Thank you! The last lines were super helpful in determining the page breaks. All but one were at the end or start of a page, so they were easy to miss. Here is the completed table:
Interesting to note, that this book has only about 4k unique words (super low), but floflo is showing me only 62.5% known. Almost all 5k-6k books are mostly over 70%. Maybe there’s a lot to trash, though, I don’t know. Going through the list there seems to be quite a bit of words that are easy to guess.
Oh, how I wish I were far enough along in my Japanese to join you all with this. Reading the English translation earlier this year was a wonderful experience for me. Enjoy.
Thanks all for your votes! I’ve decided to follow the 11-week-schedule and I’ve updated the OP accordingly. I also added a link to FloFlo for those who are interested in checking out the vocab up-front (thanks @morteasd for the reminder!).
Also, I discovered that there are (at least?) two different Bookwalker editions out there (one with some footnotes, the other one without) - I’ve added the links to both of them to the OP just in case. The reading percentages are taken from the version without footnotes, though, so they might slightly differ for the other one.

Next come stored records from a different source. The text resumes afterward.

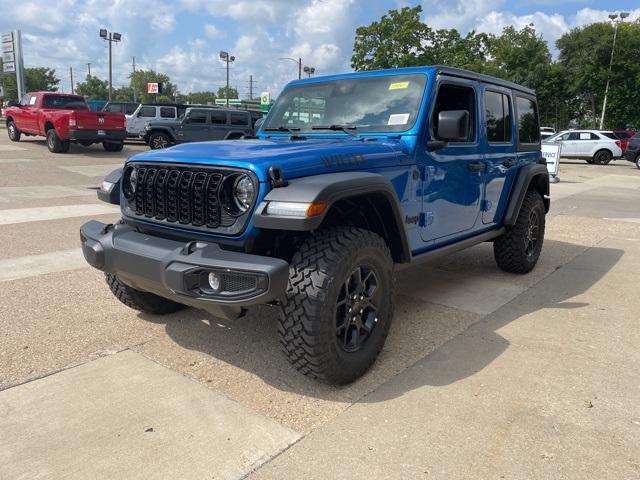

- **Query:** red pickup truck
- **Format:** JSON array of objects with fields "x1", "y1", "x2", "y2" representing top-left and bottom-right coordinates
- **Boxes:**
[{"x1": 5, "y1": 92, "x2": 126, "y2": 153}]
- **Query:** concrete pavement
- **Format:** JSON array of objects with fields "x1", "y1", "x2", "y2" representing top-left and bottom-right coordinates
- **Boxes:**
[{"x1": 1, "y1": 130, "x2": 639, "y2": 479}]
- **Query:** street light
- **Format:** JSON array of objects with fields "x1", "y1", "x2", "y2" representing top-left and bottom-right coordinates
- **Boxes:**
[
  {"x1": 303, "y1": 66, "x2": 316, "y2": 78},
  {"x1": 280, "y1": 57, "x2": 302, "y2": 80},
  {"x1": 219, "y1": 50, "x2": 235, "y2": 107},
  {"x1": 599, "y1": 12, "x2": 630, "y2": 129},
  {"x1": 99, "y1": 28, "x2": 122, "y2": 101}
]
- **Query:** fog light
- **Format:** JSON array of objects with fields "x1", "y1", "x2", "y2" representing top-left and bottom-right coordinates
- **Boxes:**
[{"x1": 208, "y1": 272, "x2": 221, "y2": 291}]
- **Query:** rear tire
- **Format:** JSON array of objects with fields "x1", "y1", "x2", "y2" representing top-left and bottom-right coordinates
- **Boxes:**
[
  {"x1": 46, "y1": 129, "x2": 69, "y2": 153},
  {"x1": 494, "y1": 191, "x2": 545, "y2": 274},
  {"x1": 103, "y1": 141, "x2": 124, "y2": 152},
  {"x1": 593, "y1": 149, "x2": 612, "y2": 165},
  {"x1": 105, "y1": 273, "x2": 186, "y2": 314},
  {"x1": 278, "y1": 227, "x2": 395, "y2": 384},
  {"x1": 149, "y1": 132, "x2": 171, "y2": 149},
  {"x1": 7, "y1": 121, "x2": 21, "y2": 141}
]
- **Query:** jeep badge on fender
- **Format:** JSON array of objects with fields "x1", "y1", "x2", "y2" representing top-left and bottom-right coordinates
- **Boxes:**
[{"x1": 81, "y1": 66, "x2": 548, "y2": 385}]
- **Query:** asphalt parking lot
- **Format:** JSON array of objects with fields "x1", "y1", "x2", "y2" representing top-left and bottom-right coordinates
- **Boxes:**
[{"x1": 1, "y1": 130, "x2": 639, "y2": 479}]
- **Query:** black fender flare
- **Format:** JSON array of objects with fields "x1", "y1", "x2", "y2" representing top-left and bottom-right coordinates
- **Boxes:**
[
  {"x1": 223, "y1": 131, "x2": 248, "y2": 140},
  {"x1": 504, "y1": 163, "x2": 550, "y2": 226},
  {"x1": 253, "y1": 171, "x2": 411, "y2": 262},
  {"x1": 147, "y1": 127, "x2": 177, "y2": 142}
]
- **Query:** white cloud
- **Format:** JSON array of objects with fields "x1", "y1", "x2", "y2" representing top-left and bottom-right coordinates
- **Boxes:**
[{"x1": 204, "y1": 24, "x2": 225, "y2": 38}]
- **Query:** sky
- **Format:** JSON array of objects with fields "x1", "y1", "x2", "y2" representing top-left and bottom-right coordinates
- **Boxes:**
[{"x1": 1, "y1": 0, "x2": 639, "y2": 98}]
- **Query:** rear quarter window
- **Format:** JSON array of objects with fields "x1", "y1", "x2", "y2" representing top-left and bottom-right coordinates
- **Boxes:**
[
  {"x1": 601, "y1": 132, "x2": 617, "y2": 140},
  {"x1": 230, "y1": 112, "x2": 249, "y2": 126},
  {"x1": 515, "y1": 95, "x2": 540, "y2": 148}
]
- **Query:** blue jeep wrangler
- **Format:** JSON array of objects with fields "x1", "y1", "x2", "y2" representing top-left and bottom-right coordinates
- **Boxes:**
[{"x1": 81, "y1": 66, "x2": 549, "y2": 384}]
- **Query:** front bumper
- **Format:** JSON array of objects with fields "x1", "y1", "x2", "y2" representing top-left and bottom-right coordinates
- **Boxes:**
[
  {"x1": 69, "y1": 129, "x2": 126, "y2": 142},
  {"x1": 80, "y1": 220, "x2": 289, "y2": 320}
]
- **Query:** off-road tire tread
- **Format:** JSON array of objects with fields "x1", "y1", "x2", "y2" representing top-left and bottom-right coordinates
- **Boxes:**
[
  {"x1": 278, "y1": 227, "x2": 395, "y2": 384},
  {"x1": 103, "y1": 141, "x2": 124, "y2": 152},
  {"x1": 494, "y1": 191, "x2": 545, "y2": 274},
  {"x1": 105, "y1": 273, "x2": 186, "y2": 314}
]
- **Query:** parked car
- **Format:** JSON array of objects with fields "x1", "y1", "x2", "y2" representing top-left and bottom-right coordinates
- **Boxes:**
[
  {"x1": 125, "y1": 103, "x2": 218, "y2": 138},
  {"x1": 144, "y1": 107, "x2": 254, "y2": 149},
  {"x1": 540, "y1": 126, "x2": 555, "y2": 141},
  {"x1": 82, "y1": 66, "x2": 549, "y2": 384},
  {"x1": 544, "y1": 129, "x2": 622, "y2": 165},
  {"x1": 5, "y1": 92, "x2": 126, "y2": 153},
  {"x1": 623, "y1": 131, "x2": 640, "y2": 169},
  {"x1": 610, "y1": 129, "x2": 633, "y2": 152},
  {"x1": 102, "y1": 101, "x2": 140, "y2": 115}
]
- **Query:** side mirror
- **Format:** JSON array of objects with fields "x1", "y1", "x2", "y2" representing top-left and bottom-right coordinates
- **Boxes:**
[
  {"x1": 6, "y1": 100, "x2": 19, "y2": 107},
  {"x1": 437, "y1": 110, "x2": 469, "y2": 142}
]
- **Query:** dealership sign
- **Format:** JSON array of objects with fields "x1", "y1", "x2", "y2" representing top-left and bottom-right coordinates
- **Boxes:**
[
  {"x1": 147, "y1": 82, "x2": 160, "y2": 94},
  {"x1": 541, "y1": 142, "x2": 561, "y2": 176},
  {"x1": 1, "y1": 30, "x2": 26, "y2": 99}
]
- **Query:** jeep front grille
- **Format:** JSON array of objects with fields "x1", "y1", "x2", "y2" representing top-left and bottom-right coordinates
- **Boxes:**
[{"x1": 122, "y1": 163, "x2": 253, "y2": 235}]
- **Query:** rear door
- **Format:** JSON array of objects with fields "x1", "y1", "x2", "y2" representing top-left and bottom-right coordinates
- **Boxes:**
[
  {"x1": 228, "y1": 111, "x2": 251, "y2": 137},
  {"x1": 514, "y1": 94, "x2": 541, "y2": 169},
  {"x1": 482, "y1": 87, "x2": 517, "y2": 224},
  {"x1": 209, "y1": 110, "x2": 229, "y2": 139}
]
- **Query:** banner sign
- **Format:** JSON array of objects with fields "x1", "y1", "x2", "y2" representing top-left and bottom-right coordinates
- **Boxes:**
[
  {"x1": 2, "y1": 52, "x2": 15, "y2": 63},
  {"x1": 541, "y1": 143, "x2": 561, "y2": 176}
]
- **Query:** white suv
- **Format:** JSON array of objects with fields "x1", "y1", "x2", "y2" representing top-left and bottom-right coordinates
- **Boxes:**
[{"x1": 544, "y1": 129, "x2": 623, "y2": 165}]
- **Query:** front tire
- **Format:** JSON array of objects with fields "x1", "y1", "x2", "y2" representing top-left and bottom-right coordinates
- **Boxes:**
[
  {"x1": 103, "y1": 141, "x2": 124, "y2": 152},
  {"x1": 494, "y1": 191, "x2": 545, "y2": 274},
  {"x1": 7, "y1": 121, "x2": 21, "y2": 141},
  {"x1": 593, "y1": 149, "x2": 612, "y2": 165},
  {"x1": 149, "y1": 132, "x2": 171, "y2": 149},
  {"x1": 635, "y1": 154, "x2": 640, "y2": 170},
  {"x1": 279, "y1": 227, "x2": 395, "y2": 384},
  {"x1": 105, "y1": 273, "x2": 186, "y2": 314},
  {"x1": 46, "y1": 129, "x2": 69, "y2": 153}
]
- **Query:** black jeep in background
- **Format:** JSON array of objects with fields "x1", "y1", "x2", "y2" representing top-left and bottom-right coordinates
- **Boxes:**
[
  {"x1": 624, "y1": 131, "x2": 640, "y2": 169},
  {"x1": 144, "y1": 107, "x2": 257, "y2": 149}
]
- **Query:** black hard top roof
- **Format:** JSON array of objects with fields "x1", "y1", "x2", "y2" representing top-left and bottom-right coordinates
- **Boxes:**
[{"x1": 433, "y1": 66, "x2": 536, "y2": 95}]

The last question remains: When do we want to start reading this book? I’d like to discuss this in the book club thread, so please go there to vote for the start date.
I have entirely too many ambitions to keep on top of and the description of this book didn’t grab me, but I’m curious how people are finding it so far?
I like the writing style. It’s much heavier than the light novels I am reading regularly. It makes me truly feel like I’m reading literature.
The setting is interesting, in an historical sense. It’s not a time period I am familiar with.
The main character though. Hm.
Overall, I’d say it’s not something that I would read on my own, but I don’t mind following along the schedule.
@Aislin Sorry, nobody got back to you yet! The book was published in the 1930’s (as you might know already) and I’d say that it is set around that time, as they already have trains, cars, telegraph, electric light etc. So it’s not a medieval story or something.
I was wondering if it isn’t a nostalgia callback (from the author’s perspective) to something like late 1800s, especially considering the rural and isolated setting.
But judging from your answer, it seems like there isn’t any specific timestamp to tell.